Summertime Naps and Quiet Time are Good for Kids
Ahhh, summer. For some, it’s a time of relaxed schedules, outdoor fun and laughing children. For others, it’s a time of unstructured days, disrupted schedules and cranky kids. When you’re on the go in the summer, it can be hard to keep a nap schedule or even slip in some quiet time. However, it’s worth the effort for both your kids and you.
When children are overtired, behavior usually takes a nosedive. They become irritable and emotional. Sometimes kids become “wired” when they’re tired, which makes it difficult to fall asleep at bedtime.
Daily naps help growing bodies and brains recharge. It does wonders for kids’ moods as well as yours. Children who nap have longer attention spans and are less irritable than kids who don’t nap. Researchers have even found toddlers and preschoolers who don’t get enough sleep are twice as likely to get hurt accidentally.
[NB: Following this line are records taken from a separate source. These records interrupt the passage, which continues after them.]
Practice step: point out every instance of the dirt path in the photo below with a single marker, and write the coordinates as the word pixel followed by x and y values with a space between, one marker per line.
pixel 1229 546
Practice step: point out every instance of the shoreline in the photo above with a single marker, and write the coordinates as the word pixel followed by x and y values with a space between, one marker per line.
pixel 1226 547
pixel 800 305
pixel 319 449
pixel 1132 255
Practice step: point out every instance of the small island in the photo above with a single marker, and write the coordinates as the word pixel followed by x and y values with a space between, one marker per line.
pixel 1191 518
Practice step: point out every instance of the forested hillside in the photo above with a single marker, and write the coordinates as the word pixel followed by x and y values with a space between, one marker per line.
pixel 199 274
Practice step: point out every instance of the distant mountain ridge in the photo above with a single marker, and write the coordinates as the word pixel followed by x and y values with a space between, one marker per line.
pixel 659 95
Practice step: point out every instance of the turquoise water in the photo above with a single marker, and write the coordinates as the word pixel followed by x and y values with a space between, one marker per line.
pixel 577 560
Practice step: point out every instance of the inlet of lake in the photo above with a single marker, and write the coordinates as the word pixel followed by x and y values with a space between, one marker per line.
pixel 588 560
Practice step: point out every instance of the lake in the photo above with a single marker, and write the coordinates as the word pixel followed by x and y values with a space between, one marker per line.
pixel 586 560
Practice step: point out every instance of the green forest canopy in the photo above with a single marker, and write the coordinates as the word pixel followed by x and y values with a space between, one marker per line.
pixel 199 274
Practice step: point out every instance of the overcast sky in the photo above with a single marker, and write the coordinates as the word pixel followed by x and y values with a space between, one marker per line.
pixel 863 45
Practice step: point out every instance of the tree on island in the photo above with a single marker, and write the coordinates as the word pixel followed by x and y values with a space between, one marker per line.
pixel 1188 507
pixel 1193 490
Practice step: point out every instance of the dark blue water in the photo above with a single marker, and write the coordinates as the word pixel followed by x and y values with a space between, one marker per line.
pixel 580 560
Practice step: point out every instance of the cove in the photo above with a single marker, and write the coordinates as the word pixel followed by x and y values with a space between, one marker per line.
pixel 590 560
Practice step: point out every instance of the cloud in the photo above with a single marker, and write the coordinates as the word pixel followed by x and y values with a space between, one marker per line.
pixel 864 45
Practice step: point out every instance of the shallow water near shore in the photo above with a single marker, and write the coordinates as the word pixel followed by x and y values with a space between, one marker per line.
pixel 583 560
As babies, children naturally nap throughout the day, but no matter how tired they are, toddlers often begin to resist naps when they think they’re missing out on playtime. You can’t make them fall asleep, but you can create the right atmosphere to help them rest. During the summer, there are plenty of activities to throw off your schedule, but try to preserve an hour or two for naps or quiet time each day.
Plan Quiet Time Every Day
If your preschooler has given up naps, then work in some planned quiet time. Forgo the TV, video and games, and instead let your child look at books, work puzzles or do other quiet activities that are non-stimulating. The concept of playing alone is very important to your child’s development. All children need to learn to entertain themselves and play alone quietly.
- Newborns: Professional nappers, they will sleep at least 16 hours a day, often with three to four naps per day.
- 2-4 months: Still serious nappers, they’ll sleep about 15 hours a day, including two or three naps.
- 6-9 months: Naps get a little more predictable. They’ll sleep about 14 hours a day, including two naps. Usually one nap is in the morning and the other is after lunch.
- 9-12 months: The trend continues with 10-12 hours of sleep at night and two naps a day on a more regular schedule.
- 15-24 months: Many toddlers this age are giving up their morning nap. They’ll usually take one nap of 1-2 hours in the afternoon.
- 24-36 months: They still need about 12 total hours of sleep and benefit from an afternoon nap to keep their motors running.
- 3-5 years: Naps are starting to lose favor and are usually phased out completely by age 5, but a little quiet time in the afternoon each day is helpful to recharge. By age 5, these preschoolers still need 11 hours of sleep so bedtime may need to be pushed up to make sure they get enough rest.